P3: Type & Hierarchy, Part Two
Typeface Name : Gill Sans
Typeface Designer: Eric Gill
Origin: United Kingdom
Classification: Sans Serif
Having helped Edward Johnston with his iconic typeface, Johnston Sans, Eric Gill set out to create the perfect, legible typeface, since he was not completely satisfied with Johnston’s work. Drawing from Johnston’s work, Gill experimented on improvements after doing hand-painted lettering for a bookshop sign in his hometown, Bristol. The font was noticed by Stanley Morison for its commercial potential. Being a Monotype advisor, Morison commissioned Gill to develop a font that could compete against a newer wave of German geometric sans-serif fonts such as Futura and Erbar. The font he created was released commercially by Monotype in 1928 as Gill Sans (the “Helvetica of England”).

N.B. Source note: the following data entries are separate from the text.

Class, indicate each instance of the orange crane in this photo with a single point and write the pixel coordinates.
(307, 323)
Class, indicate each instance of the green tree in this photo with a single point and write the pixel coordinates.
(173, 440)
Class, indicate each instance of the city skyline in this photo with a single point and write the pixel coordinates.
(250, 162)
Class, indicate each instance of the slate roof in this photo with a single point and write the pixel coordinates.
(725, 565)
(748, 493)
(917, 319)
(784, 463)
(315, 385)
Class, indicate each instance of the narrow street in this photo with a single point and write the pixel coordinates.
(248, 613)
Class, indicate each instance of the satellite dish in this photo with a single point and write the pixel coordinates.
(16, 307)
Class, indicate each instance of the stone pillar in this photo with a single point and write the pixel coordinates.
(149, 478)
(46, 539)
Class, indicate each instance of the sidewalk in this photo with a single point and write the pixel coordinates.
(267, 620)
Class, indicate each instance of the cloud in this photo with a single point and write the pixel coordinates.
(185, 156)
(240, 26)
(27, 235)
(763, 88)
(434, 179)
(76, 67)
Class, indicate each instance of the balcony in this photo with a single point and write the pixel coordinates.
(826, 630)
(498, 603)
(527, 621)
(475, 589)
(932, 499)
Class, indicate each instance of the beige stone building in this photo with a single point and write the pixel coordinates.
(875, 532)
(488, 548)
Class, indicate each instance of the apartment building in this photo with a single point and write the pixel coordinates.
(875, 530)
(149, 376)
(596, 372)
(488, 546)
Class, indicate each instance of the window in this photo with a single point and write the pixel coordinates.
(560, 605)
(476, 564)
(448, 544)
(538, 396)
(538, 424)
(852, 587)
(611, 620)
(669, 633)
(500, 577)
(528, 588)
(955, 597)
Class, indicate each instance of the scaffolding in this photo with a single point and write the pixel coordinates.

With the lettering based on classic roman proportions, Gills Sans had a less mechanical feel than its geometric contemporaries. Initially recommended for advertising and headline use, once the public got used to reading sans-serif it was more prevalent as body text. Major users include the English Railway Systems, BBC (logo), Penguin Publishing, Tommy Hilfiger as well as system font in Mac and Microsoft Computer.
Gill Sans has many interesting features — Eric Gill blended Johnston (another typeface, developed by Edward Johnston), classic serif typefaces, and Roman inscriptions. The proportions of Gill Sans are supposedly somewhat Roman in the uppercase, while traditional serif in lower. The holes/apertures are wider in Gill Sans fonts than other serif fonts, while the “a” remains in a double-story style, unlike the “a”s of geometric sans-serifs. Furthermore, the “a” narrows at the top of its loops, unlike most other sans-serifs. The Gill Sans “O” is almost a perfect circle and the “M” is quite geometric, as it seems to be formed from a square with the middle strokes meeting at the center. The “t” also has a curve, unlike Futura, a font that Gill Sans was designed to compete against. Gill´s alphabet is more classical in proportion and contains what have become known as his signature flared capital R and eyeglass lowercase g. Gill Sans is a humanist sans serif with some geometric touches in its structures. It also has a distinctly British feel. Legible and modern though sometimes cheerfully idiosyncratic, the lighter weights work for text, and the bolder weights make for compelling display typography. Gill Sans used “double-story” design for “a” and “g” instead of the “single-story” design, which was more commonly used for serif than sans-serif. Another characteristic is that its italic style is different from its regular style, where most sans-serif just slant the letters for their italic style. It was also known for its inconsistency among different weights.
Originally Gill designed this typeface as an uppercase set. The lowercase characters were added in 1929 and having spent much of the 1930s developing further weights and variations, Gill Sans now represents one of his most widely used typefaces. The Pro version includes the original 17 cuts plus a few new cuts. All have been extended in glyph sets from the Standard collection.